John waited and eventually Mary continued, “That’s how he came to see himself.  He was the good shepherd and we were the flock.”

The fire crackled in the grate casting long flickering shadows into the room and John marvelled at the quiet grace of his silver-haired companion whose memories he so treasured.



THE VINE

One evening having lit the oil lamps and re-stoked the fire John and Mary settled down after their meal.  It was then that John, having just returned from visiting friends, produced a flagon of wine and poured a cup for each of them.

“Do you recognise it?” John asked and Mary exclaimed in surprise.

“Yes, I do! This is from Capernaum!”
“Indeed!” said John.  “Indeed it is.  I got it especially from the vineyards above the town which used to belong to James but now have passed to his grandson Mark.”
“My” said Mary, “that takes me back to a day when Jesus came in, having visited a customer called James to take some specially prepared supports for his vines, and gave me a bunch of grapes sent to me as a gift from James.  He said ‘Mother, I do believe you have an admirer.’  I told him not to be so silly or so cheeky, but secretly I was quite touched because James was a good and kind man.  The grapes were wonderfully tasty and we shared them with our supper.  It was then that Jesus came out with one of his questions.”

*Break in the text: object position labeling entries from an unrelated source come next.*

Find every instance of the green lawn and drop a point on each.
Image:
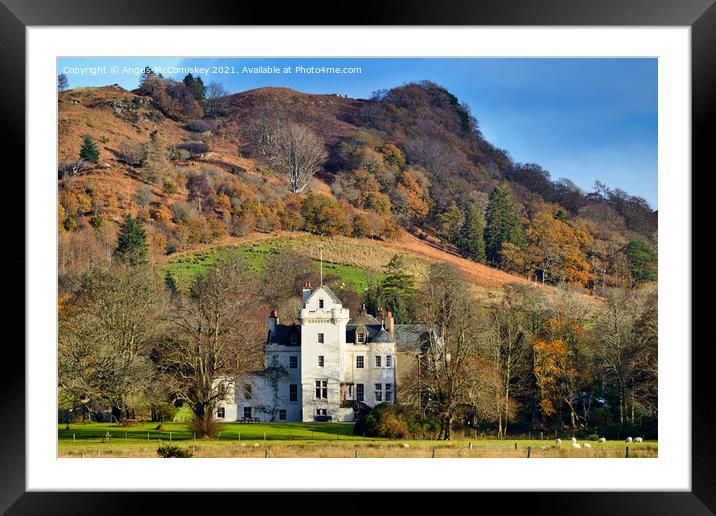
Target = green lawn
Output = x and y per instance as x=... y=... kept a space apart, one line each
x=185 y=267
x=180 y=431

“ ‘What do you think,’ he asked, ‘it feels like to be a grafted vine?’ ”

“Almost without thinking I said that I though it would be very odd at first but then better and better,  Jesus looked at me as if he were puzzled but then said something about supposing it would but he hadn’t been thinking that way.  I asked him to explain.”

“I’m glad you did,” said John “what a very strange question.”

“The way Jesus saw it,” Mary continued, “was that the vine grower has many potential grafts to choose from.  However, having chosen and grafted he will still be quite ruthless with those grafted branches which are not fruitful.”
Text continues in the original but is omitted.